First of all, we were positively suprised by the predictive ability of our best model, which is higher than what we expected. This result is the consequence of different explanations.
First, Donald Trump, Barack Obama and Hillary Clinton were good candidates for predictions, as each of them have a significant personal writing style. Although Barack Obama and Hillary Clinton are democrats, they have differents commmunication skills, which makes them easier to classify (this effect is even higher with Donald Trump).

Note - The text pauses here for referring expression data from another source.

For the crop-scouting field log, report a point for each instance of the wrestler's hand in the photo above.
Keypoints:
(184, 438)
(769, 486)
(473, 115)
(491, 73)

Another interesting result is that we have a better accuracy using non-pretrained word embedding. Although we were surprised initially, we then realized that pretrained word embeddings are trained on billions of tweets and millions of people (each of them has their own writing style and vocabulary). They would probably perform better on larger datasets with way more people. For limited classification tasks, we would recommend not to use it.
Finally and to go further, classifying tweets according to the membership to a political party could justify further researches. However, we struggled to find other datasets of American politicians. Another interesting project could be to classify political membership on a larger scale, by using for example the tweets of thousands of non-political individuals but with distinct affiliation to a political party.